We looked in several markets for black mushrooms, without success. Then, brilliance. I went to our local Asian supermarket, and cast about until I found an entire aisle filled with dried mushrooms. This, surely, was the perfect place to obtain suitably sketchy mushrooms. The winning bag reads, “Superior Quality Dried Fungus”, and beat out both the “AAA Dried Fungus” and the merely “High Quality Dried Fungus”.
Having obtained my dubious black mushrooms, I returned home to experiment.
They were horrible. I tried to prepare them many different ways, only to be met with the incontrovertable fact that the texture is simply unbearable. The butter and garlic just slipped right off the rubbery mushrooms, leaving us with a wholly unappetizing dish.
The second take is what you see above, and is wholly delicious. They might not have the same dubious backstory to go with them, but the trade off for great flavor is well worth it. Plump mushrooms bursting with butter and garlic- does it get better?

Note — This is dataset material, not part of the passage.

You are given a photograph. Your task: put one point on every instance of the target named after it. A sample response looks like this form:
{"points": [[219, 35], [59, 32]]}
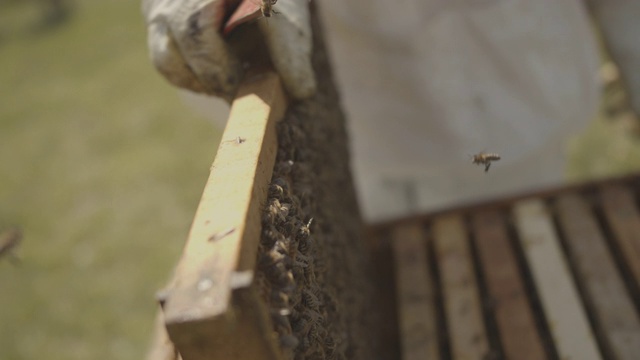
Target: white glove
{"points": [[187, 47]]}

Superior Quality Fungus (not really…)
Ingredients:
- one handful of dried black mushrooms
- 3 Tbs. butter
- 1 clove garlic, sliced thin
Garlic Butter Roasted Mushrooms
Ingredients:
- 1 pound mushrooms such as cremini or white, halved lengthwise if large
- 2 tablespoons capers, rinsed and chopped
- 3 large garlic cloves, minced
- 2 tablespoons vegetable oil
- 3 tablespoons unsalted butter, cut into pieces
Preheat oven to 450°F with rack in middle. Toss mushrooms with capers, garlic, oil, 1/8 teaspoon salt and several grinds of pepper in a 1 1/2- to 2-qt shallow baking dish. Top with butter and roast, stirring occasionally, until mushrooms are tender and golden and bubbly garlic sauce forms below, 15 to 20 minutes. Serve immediately, with crusty bread on the side for swiping up the juices.